Disney Parks Announce 28,000 lay offs

28,000 Domestic Disney face lay offs due to pandemic uncertainty

Today Disney announced that 28,000 domestic Disney employees face lay offs due to the Covid-19 pandemic.

In a post from Disney Parks chairman Josh D’Amaro he explained that the employees who will be let go will be made up by 67% part timers from across the executive, salaried and hourly cast members.

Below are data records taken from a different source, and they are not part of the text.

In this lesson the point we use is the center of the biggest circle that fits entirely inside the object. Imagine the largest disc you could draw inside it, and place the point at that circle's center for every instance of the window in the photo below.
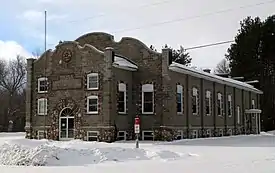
(42, 106)
(220, 104)
(230, 132)
(238, 115)
(122, 98)
(221, 132)
(92, 135)
(92, 81)
(208, 133)
(122, 135)
(92, 105)
(42, 85)
(40, 134)
(148, 99)
(195, 101)
(229, 101)
(148, 135)
(208, 103)
(179, 99)
(195, 134)
(179, 135)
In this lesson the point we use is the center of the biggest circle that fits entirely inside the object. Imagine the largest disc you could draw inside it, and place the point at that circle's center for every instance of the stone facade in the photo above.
(133, 66)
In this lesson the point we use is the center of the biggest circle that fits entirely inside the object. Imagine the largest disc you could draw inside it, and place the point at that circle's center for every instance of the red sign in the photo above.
(137, 121)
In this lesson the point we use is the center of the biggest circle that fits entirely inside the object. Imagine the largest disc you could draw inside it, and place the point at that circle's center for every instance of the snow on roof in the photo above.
(201, 74)
(124, 63)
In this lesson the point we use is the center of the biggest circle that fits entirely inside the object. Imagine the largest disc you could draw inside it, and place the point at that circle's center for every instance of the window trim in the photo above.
(39, 131)
(122, 88)
(38, 84)
(195, 94)
(208, 97)
(92, 112)
(88, 81)
(87, 135)
(180, 91)
(124, 136)
(219, 98)
(147, 88)
(150, 131)
(45, 101)
(229, 99)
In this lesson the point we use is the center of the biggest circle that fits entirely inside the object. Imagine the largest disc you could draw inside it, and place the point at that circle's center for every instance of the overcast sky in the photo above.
(155, 22)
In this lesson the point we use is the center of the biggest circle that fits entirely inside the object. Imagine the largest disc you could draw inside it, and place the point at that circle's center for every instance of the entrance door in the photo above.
(66, 124)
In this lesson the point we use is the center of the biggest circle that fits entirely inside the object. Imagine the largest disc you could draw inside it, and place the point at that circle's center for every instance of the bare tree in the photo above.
(222, 67)
(12, 82)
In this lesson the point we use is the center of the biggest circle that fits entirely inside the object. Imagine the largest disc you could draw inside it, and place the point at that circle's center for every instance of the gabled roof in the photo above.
(211, 77)
(124, 63)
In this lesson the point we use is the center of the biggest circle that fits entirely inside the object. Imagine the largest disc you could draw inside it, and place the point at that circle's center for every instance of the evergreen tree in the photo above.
(252, 56)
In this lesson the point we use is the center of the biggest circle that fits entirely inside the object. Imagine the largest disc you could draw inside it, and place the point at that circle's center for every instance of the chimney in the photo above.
(207, 70)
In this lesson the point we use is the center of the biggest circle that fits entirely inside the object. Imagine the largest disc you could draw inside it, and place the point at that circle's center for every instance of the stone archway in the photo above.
(65, 104)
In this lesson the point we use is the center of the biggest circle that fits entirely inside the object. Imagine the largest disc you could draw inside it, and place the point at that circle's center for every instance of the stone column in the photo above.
(29, 90)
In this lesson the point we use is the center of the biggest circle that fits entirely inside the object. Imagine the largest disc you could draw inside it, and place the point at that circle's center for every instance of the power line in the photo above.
(102, 15)
(193, 17)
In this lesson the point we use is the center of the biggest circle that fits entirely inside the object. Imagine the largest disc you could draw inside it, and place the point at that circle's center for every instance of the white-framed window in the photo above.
(92, 104)
(195, 134)
(230, 132)
(92, 81)
(122, 98)
(179, 135)
(208, 133)
(238, 115)
(92, 135)
(229, 104)
(195, 101)
(179, 99)
(220, 104)
(40, 134)
(148, 135)
(122, 135)
(208, 103)
(147, 99)
(221, 132)
(42, 106)
(42, 85)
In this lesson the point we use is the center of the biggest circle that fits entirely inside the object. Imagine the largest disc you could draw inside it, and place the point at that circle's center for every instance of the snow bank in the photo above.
(51, 154)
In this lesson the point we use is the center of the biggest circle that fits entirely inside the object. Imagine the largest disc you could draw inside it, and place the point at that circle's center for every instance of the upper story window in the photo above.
(220, 104)
(253, 104)
(122, 98)
(42, 85)
(179, 99)
(195, 101)
(147, 99)
(229, 104)
(238, 115)
(92, 105)
(92, 81)
(42, 106)
(208, 103)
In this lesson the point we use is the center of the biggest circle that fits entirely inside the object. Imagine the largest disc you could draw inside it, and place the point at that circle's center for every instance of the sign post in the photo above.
(137, 130)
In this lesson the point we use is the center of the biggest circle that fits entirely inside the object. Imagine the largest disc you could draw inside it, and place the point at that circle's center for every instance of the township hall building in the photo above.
(93, 88)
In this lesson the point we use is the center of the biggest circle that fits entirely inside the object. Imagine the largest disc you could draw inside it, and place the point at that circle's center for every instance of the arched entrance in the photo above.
(66, 124)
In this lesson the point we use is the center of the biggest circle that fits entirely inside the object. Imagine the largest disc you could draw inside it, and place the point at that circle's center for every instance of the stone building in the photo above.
(93, 88)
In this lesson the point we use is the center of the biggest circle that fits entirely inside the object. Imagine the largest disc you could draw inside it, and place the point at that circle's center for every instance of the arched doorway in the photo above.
(66, 124)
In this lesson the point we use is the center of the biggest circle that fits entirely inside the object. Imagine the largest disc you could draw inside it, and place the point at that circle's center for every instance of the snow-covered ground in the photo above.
(238, 154)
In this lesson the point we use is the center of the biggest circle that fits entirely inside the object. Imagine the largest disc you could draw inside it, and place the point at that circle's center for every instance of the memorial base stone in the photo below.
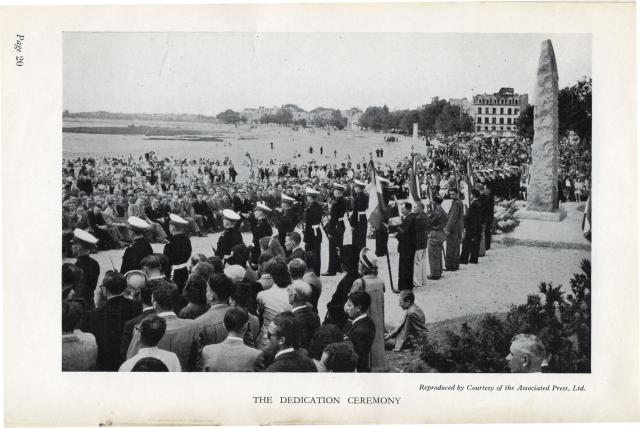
(556, 215)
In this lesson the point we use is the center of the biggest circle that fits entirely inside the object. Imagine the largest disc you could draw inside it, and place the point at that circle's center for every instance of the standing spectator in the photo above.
(422, 235)
(211, 323)
(180, 337)
(406, 246)
(232, 355)
(363, 330)
(406, 335)
(79, 350)
(438, 221)
(106, 323)
(152, 329)
(282, 338)
(307, 321)
(374, 287)
(472, 230)
(274, 300)
(453, 232)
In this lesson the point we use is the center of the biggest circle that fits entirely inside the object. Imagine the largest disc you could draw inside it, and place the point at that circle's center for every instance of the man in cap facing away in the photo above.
(139, 249)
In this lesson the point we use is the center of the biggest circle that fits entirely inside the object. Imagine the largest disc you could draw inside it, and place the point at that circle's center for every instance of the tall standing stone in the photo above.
(542, 192)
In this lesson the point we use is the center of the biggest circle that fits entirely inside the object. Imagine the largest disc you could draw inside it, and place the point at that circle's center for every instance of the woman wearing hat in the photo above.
(374, 286)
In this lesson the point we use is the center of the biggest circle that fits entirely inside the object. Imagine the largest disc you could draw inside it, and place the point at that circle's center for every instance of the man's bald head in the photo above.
(526, 354)
(300, 293)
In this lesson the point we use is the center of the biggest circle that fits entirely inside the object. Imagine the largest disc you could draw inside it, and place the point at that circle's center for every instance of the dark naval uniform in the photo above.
(335, 227)
(178, 250)
(358, 221)
(229, 239)
(312, 232)
(134, 254)
(260, 229)
(286, 223)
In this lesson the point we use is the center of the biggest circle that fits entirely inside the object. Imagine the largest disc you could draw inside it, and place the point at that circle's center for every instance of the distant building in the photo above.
(463, 103)
(497, 114)
(353, 116)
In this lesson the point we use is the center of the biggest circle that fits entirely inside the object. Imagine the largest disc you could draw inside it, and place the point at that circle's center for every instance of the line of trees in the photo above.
(439, 116)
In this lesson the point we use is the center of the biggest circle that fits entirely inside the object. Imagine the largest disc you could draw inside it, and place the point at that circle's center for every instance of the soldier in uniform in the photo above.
(288, 218)
(178, 250)
(139, 249)
(335, 229)
(358, 217)
(260, 228)
(231, 235)
(312, 232)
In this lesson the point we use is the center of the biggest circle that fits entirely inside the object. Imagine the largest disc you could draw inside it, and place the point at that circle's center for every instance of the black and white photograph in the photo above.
(326, 202)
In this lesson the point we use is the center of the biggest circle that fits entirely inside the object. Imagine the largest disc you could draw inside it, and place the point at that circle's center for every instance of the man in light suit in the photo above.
(411, 327)
(232, 355)
(181, 335)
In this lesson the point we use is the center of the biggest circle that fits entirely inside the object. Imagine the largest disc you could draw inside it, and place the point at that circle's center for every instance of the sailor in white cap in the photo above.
(312, 228)
(178, 250)
(231, 235)
(358, 217)
(335, 229)
(288, 219)
(139, 249)
(84, 242)
(260, 227)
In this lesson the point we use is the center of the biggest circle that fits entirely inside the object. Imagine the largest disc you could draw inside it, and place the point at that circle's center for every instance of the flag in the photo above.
(414, 185)
(377, 209)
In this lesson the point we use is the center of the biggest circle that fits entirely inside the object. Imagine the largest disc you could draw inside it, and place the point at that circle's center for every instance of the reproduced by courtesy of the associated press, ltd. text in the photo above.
(504, 387)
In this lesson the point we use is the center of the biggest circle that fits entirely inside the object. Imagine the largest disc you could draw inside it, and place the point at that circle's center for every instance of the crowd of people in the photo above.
(259, 303)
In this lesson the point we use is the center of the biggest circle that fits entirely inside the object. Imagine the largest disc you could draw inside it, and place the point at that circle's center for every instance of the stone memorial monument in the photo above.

  • Disney will lay off 28,000 employees across its parks, experiences and consumer products segment.
  • They have blamed the prolonged closures and capacity limits at the currently open parks

The statement in full is below:

In light of the prolonged impact of COVID-19 on our business, including limited capacity due to physical distancing requirements and the continued uncertainty regarding the duration of the pandemic – exacerbated in California by the State’s unwillingness to lift restrictions that would allow Disneyland to reopen – we have made the very difficult decision to begin the process of reducing our workforce at our Parks, Experiences and Products segment at all levels, having kept non-working Cast Members on furlough since April, while paying healthcare benefits. Approximately 28,000 domestic employees will be affected, of which about 67% are part-time. We are talking with impacted employees as well as to the unions on next steps for union-represented Cast Members.

Over the past several months, we’ve been forced to make a number of necessary adjustments to our business, and as difficult as this decision is today, we believe that the steps we are taking will enable us to emerge a more effective and efficient operation when we return to normal. Our Cast Members have always been key to our success, playing a valued and important role in delivering a world-class experience, and we look forward to providing opportunities where we can for them to return.

Josh D’Amaro

Our thoughts are with all those cast members affected by the news today.